Las protestas sociales en toda Latinoamérica, en Medio Oriente, en Europa, que tuvieron lugar en el transcurso del año 2019, silenciadas luego por la pandemia de coronavirus, marcan un camino. Lo sucedido hace cinco años atrás en Guatemala sin dudas quitó el miedo a mucha gente en el país. Nuevos actores políticos juveniles se han sumado a esta dinámica. Si hace 5 años la consigna básica era la protesta contra la corrupción de los gobernantes de entonces hoy, una población que ha madurado mucho más políticamente, pide no solo la anulación del presupuesto y la limpieza de tanto politiquero corrupto, sino la instalación de una Asamblea Nacional Constituyente, con miras a la refundación del Estado.
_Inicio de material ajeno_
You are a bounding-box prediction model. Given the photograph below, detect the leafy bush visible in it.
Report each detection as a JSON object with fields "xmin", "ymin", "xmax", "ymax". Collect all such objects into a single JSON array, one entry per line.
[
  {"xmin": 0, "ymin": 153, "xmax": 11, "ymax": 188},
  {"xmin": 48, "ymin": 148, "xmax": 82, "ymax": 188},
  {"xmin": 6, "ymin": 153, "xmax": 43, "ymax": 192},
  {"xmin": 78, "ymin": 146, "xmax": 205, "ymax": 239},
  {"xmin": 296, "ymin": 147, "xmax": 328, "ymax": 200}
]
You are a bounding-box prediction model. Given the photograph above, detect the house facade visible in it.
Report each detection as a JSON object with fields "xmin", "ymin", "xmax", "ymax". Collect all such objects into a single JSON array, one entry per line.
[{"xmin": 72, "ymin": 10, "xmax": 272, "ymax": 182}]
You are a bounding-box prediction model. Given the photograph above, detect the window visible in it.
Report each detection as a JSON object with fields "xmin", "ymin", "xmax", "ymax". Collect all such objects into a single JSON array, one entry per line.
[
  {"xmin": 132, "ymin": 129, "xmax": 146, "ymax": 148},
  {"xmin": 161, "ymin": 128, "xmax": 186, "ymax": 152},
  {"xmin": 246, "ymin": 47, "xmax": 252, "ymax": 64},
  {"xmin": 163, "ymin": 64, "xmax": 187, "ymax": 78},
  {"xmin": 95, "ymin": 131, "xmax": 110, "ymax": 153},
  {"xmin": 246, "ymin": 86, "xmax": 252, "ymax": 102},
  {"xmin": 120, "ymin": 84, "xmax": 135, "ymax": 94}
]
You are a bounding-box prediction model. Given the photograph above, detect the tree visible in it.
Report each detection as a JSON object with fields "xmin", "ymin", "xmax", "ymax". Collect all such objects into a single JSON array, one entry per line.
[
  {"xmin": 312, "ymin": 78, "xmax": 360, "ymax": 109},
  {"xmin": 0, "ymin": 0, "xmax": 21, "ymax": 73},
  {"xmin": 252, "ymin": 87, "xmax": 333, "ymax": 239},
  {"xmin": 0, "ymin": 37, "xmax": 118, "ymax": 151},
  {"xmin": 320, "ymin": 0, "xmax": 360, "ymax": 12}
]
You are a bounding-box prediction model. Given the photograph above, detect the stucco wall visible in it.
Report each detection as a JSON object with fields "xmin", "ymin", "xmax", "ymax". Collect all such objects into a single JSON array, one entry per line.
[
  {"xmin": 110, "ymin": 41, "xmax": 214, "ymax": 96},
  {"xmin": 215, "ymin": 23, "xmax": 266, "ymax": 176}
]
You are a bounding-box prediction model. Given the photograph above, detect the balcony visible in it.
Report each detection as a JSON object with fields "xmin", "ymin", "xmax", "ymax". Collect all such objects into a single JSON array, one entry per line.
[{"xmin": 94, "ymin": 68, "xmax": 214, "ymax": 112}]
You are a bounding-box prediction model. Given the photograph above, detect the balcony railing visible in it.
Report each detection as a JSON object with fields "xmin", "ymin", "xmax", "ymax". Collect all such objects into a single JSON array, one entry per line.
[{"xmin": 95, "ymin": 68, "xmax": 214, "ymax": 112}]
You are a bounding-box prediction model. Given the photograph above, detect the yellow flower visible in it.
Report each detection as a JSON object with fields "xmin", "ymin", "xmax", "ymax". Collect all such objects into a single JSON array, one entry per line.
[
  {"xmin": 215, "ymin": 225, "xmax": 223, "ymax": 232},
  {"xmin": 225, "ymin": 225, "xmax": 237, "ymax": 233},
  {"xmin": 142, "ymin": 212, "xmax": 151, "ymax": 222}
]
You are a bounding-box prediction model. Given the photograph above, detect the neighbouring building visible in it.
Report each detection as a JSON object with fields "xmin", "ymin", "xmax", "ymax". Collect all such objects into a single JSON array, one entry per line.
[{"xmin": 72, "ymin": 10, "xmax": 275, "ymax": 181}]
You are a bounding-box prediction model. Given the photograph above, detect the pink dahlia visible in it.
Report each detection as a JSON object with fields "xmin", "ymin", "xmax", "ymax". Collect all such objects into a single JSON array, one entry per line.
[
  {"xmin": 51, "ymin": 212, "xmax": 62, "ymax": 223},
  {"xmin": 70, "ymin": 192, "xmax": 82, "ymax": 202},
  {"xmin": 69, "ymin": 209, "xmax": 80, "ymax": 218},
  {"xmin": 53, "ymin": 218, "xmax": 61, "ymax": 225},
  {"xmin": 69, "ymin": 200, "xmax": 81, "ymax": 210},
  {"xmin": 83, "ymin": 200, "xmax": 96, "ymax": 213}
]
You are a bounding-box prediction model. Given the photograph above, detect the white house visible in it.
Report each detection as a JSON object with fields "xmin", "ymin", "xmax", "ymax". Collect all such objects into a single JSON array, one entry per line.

Está más que claro que la población ya no tolera más los planes neoliberales que la han empobrecido mucho más de lo que históricamente ha sido; del mismo modo, está claro que hoy la población no aguanta más la corrupción e impunidad descaradas de funcionarios venales que se burlan de sus electores, y está más que claro también que la gente reclama cambios profundos. Una Asamblea Constituyente Plurinacional, como ha comenzado a demandarse, se abre en el horizonte como una posibilidad de cambio.
En la actualidad no existe todavía un movimiento popular aceitadamente organizado, con una conducción clara y un proyecto político transformador. Las izquierdas están fragmentadas, y en muchos casos, sin articularse en un proyecto que pueda tener real impacto de cambio profundo. Pero lo sucedido recientemente en Chile puede mostrar un camino. De todos modos, es preciso no perder de vista que una Constituyente no es suficiente para lograr todas las transformaciones que la sociedad requiere si no se tiene garantizado un verdadero poder popular, único reaseguro de cambios sostenibles. Aunque muy importante, no olvidar que es apenas un primer paso para cambiar algo estructural.
Si en el 2015 las consignas eran contra la corrupción del gobierno de Otto Pérez Molina y Roxana Baldetti, ahora, en el 2020, se han profundizado y puede aspirarse a más. Del trabajo político con las bases populares, de la genuina y profunda organización que se podrá lograr con los desposeídos y excluidos de siempre (clase trabajadora, pueblos originarios, sectores precarizados y marginalizados de la riqueza social) dependerá la posibilidad de un cambio real de estructuras. No se ve todavía una instancia que vehiculice claramente esas luchas, pero ya se visualizan fuerzas políticas con raíces populares que en el 2015 no existían. A todo eso (organización popular, poder desde abajo, democracia participativa, grupos no burocratizados con propuestas transformadoras por fuera de la institucionalidad oficial) años atrás se le llamaba revolución socialista. Ese término ha ido saliendo del vocabulario político, así como el de lucha de clases. ¿Será hora de recuperarlos?